Боярин (Гончаров) - страница 23

А потом она заплакала, обхватила голову руками и запричитала на своем дикарском языке…

Если бы кто-нибудь в этом доме смог понять ее причитания, то, наверное, сумел бы разобрать слова огнищанки древлянской, на чужбине Рахилью прозванной:

– Боля, ты, боля, Марена Кощевна, остави мя ныне, а приходи надысь…

Глава вторая

РА-РЕКА

13 июля 953 г.

Весла чавкали, словно молодые поросята. Они с шумом погружались в вязкую воду, упирались в нее, изгибались дугой, сердито скрипели укрепами и настырно толкали вперед тяжелую ладью. На почерневшей мачте ненужной тряпкой болталось провисшее полотно ветрила[13].

Деготь, разморенный нещадным солнцем, стекал с просмоленных бортов ладьи. Черные капли падали в воду, расходились радужными корогодами и уносились назад. Терялись в белой пене за кормой.

Обожженные летним припеком спины гребцов лоснились от влаги. Люди дружно наваливались на весла. Рвали жилы. Толкали истертыми в кровь ладонями длинные весельные хватки. Выдыхали разом двумя дюжинами пересохших глоток, стараясь не сбиться с ритма:

– Нале-гай! – и перо в воде…

– Нале-гай! – и валек[14] на себя, до боли в руках, до хруста в пояснице…

– Нале-гай! – и ладья, словно птица из сказок о Матери-Сва, взмахивает крыльями весел и летит… летит, разрывая речные волны деревянной грудью.

Заигрался облаками Ветер Стрибожич, задержался где-то вдалеке. А может, устал от вечных метаний по бескрайнему небу, затих да и прикорнул тихонечко. Укрылся среди раскидистых древесных ветвей и не слышит, как зовут его сквозь стиснутые от напряжения зубы, усталые гребцы. Что ему, легкому на подъем небесному страннику, до людских страданий?

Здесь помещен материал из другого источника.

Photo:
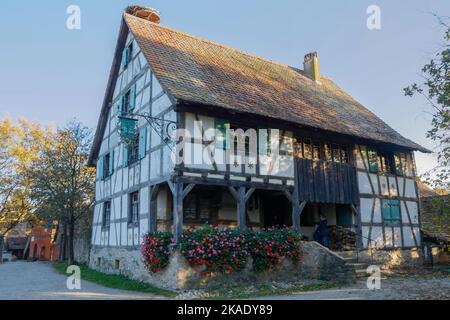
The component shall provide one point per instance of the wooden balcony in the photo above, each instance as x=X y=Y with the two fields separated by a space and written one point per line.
x=326 y=182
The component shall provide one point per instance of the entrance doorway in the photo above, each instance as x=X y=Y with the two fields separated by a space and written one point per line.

– Нале-гай! – давлю я из последних сил на весло, пытаясь хоть ненамного продвинуть груженую ладью к заветной цели.

– Су-у-ши! – наконец кричит кормчий, и изморившиеся гребцы крик его встречают вздохом облегчения.

Я поднимаю голову. Сквозь потную пелену вижу, как, сжалившись над нами, ветер упруго натягивает ткань паруса.

– Слава тебе, Даждьбоже! – шепчу едва слышно и понимаю, что не могу сдержать улыбки.

– Как ты, парень? Утомился, небось? – спросил меня старик-напарник.

– Есть немного, – кивнул я ему. – Отвык на веслах ходить.

– Да неужто тебе в привычку? – подивился он.

– Было дело, – ответил я, вспомнив, как безусым отроком бороздил Океян-Море вместе с ватагой хевдинга Торбьерна.

– То-то я смотрю, что сноровисто у тебя выходит.

– Наставник у меня был хороший, – поплевал я на мозоли, ладонь о ладонь потер.

– Кто таков?

– Ты о нем навряд ли слыхивал. Ормом его звали. Из варягов он был.

Покачал головой старик. Да и откуда ему было знать о Могучем Орме?